There a massive number of errors similar to the following in the NameNode log:
org.apache.hadoop.security.UserGroupInformation: No groups available for user test_user> > 2014-06-05 15:07:38,527 WARN org.apache.hadoop.security.ShellBasedUnixGroupsMapping: got exception trying to get groups for user vsetbct1 org.apache.hadoop.util.Shell$ExitCodeException: id: cannot find name for group ID 100 at org.apache.hadoop.util.Shell.runCommand(Shell.java:202) at org.apache.hadoop.util.Shell.run(Shell.java:129) at org.apache.hadoop.util.Shell$ShellCommandExecutor.execute(Shell.java:322) at org.apache.hadoop.util.Shell.execCommand(Shell.java:411) at org.apache.hadoop.util.Shell.execCommand(Shell.java:394) at org.apache.hadoop.security.ShellBasedUnixGroupsMapping.getUnixGroups(ShellBasedUnixGroupsMapping.java:83) at org.apache.hadoop.security.ShellBasedUnixGroupsMapping.getGroups(ShellBasedUnixGroupsMapping.java:52) at org.apache.hadoop.security.Groups.getGroups(Groups.java:89) at org.apache.hadoop.security.UserGroupInformation.getGroupNames(UserGroupInformation.java:1287) at org.apache.hadoop.hdfs.server.namenode.FSPermissionChecker.<init>(FSPermissionChecker.java:51) at org.apache.hadoop.hdfs.server.namenode.FSNamesystem.checkPermission(FSNamesystem.java:4696) at org.apache.hadoop.hdfs.server.namenode.FSNamesystem.checkPathAccess(FSNamesystem.java:4663) at org.apache.hadoop.hdfs.server.namenode.FSNamesystem.getListingInt(FSNamesystem.java:3512) at org.apache.hadoop.hdfs.server.namenode.FSNamesystem.getListing(FSNamesystem.java:3491) at org.apache.hadoop.hdfs.server.namenode.NameNodeRpcServer.getListing(NameNodeRpcServer.java:671) at org.apache.hadoop.hdfs.protocolPB.ClientNamenodeProtocolServerSideTranslatorPB.getListing(ClientNamenodeProtocolServerSideTranslatorPB.java:476) at org.apache.hadoop.hdfs.protocol.proto.ClientNamenodeProtocolProtos$ClientNamenodeProtocol$2.callBlockingMethod(ClientNamenodeProtocolProtos.java:45867).
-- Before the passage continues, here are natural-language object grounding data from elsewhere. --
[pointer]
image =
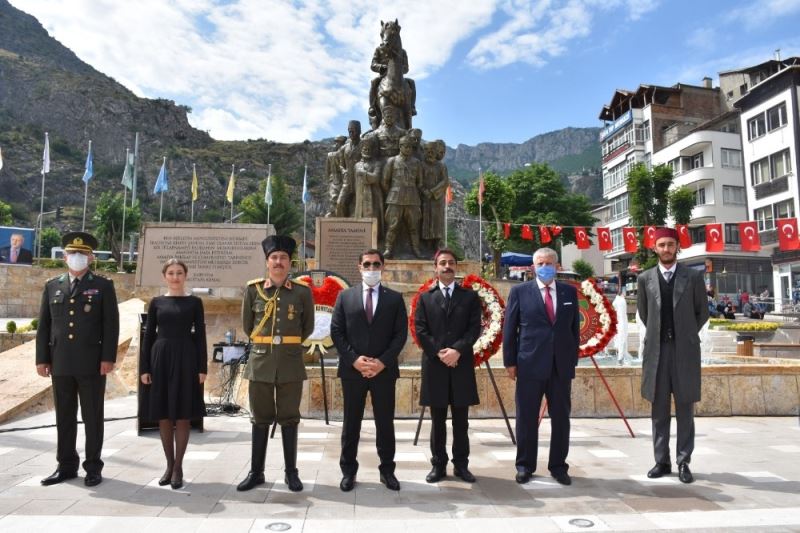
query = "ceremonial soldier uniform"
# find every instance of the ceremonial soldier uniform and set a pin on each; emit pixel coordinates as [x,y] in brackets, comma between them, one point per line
[76,345]
[277,318]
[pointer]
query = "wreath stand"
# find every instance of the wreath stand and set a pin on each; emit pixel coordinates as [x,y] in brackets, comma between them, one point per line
[499,400]
[610,393]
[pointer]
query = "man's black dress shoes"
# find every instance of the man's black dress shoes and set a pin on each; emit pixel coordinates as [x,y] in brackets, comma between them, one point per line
[57,477]
[563,478]
[684,474]
[347,484]
[659,470]
[436,474]
[92,480]
[390,481]
[464,474]
[523,477]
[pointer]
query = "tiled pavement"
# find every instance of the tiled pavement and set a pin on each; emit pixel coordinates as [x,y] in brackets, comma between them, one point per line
[747,470]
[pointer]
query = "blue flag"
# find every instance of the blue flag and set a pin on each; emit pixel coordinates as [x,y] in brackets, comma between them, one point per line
[89,172]
[161,182]
[306,194]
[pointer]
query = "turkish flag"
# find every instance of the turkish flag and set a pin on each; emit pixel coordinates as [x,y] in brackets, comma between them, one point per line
[631,243]
[787,234]
[604,239]
[714,240]
[748,236]
[683,235]
[544,235]
[581,238]
[649,236]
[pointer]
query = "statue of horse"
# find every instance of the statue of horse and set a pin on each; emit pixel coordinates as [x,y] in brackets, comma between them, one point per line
[390,88]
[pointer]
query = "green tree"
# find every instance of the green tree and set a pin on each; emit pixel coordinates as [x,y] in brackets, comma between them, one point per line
[498,203]
[5,214]
[108,222]
[681,204]
[284,213]
[583,269]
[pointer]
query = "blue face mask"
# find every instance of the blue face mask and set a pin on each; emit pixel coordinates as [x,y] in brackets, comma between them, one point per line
[546,273]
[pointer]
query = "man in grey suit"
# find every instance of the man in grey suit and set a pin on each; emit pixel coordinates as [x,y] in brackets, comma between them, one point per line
[671,300]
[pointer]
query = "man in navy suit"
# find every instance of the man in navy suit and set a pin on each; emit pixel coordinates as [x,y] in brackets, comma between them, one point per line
[369,327]
[540,351]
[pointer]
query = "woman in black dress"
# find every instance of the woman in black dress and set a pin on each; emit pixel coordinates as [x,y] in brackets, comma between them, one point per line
[174,364]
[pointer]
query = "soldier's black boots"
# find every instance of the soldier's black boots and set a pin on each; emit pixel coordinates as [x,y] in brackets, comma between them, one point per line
[259,455]
[292,479]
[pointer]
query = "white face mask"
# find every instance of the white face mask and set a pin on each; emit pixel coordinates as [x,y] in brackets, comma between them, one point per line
[371,277]
[77,262]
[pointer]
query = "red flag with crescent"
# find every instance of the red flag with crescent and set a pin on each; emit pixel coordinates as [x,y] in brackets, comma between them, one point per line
[683,235]
[544,235]
[649,236]
[748,236]
[629,237]
[787,234]
[604,239]
[714,240]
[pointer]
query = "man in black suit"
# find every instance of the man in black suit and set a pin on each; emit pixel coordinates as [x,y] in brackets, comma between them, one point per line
[76,346]
[15,253]
[540,351]
[448,322]
[369,328]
This problem happens because the user who summited the jobs has a group ID which cannot be recognized by the Hadoop cluster. Since MapReduce keeps checking and complaining about this problem, the cluster performance slows down.
Add a group name and user ID for that user in /etc/group on the host where the job was submitted.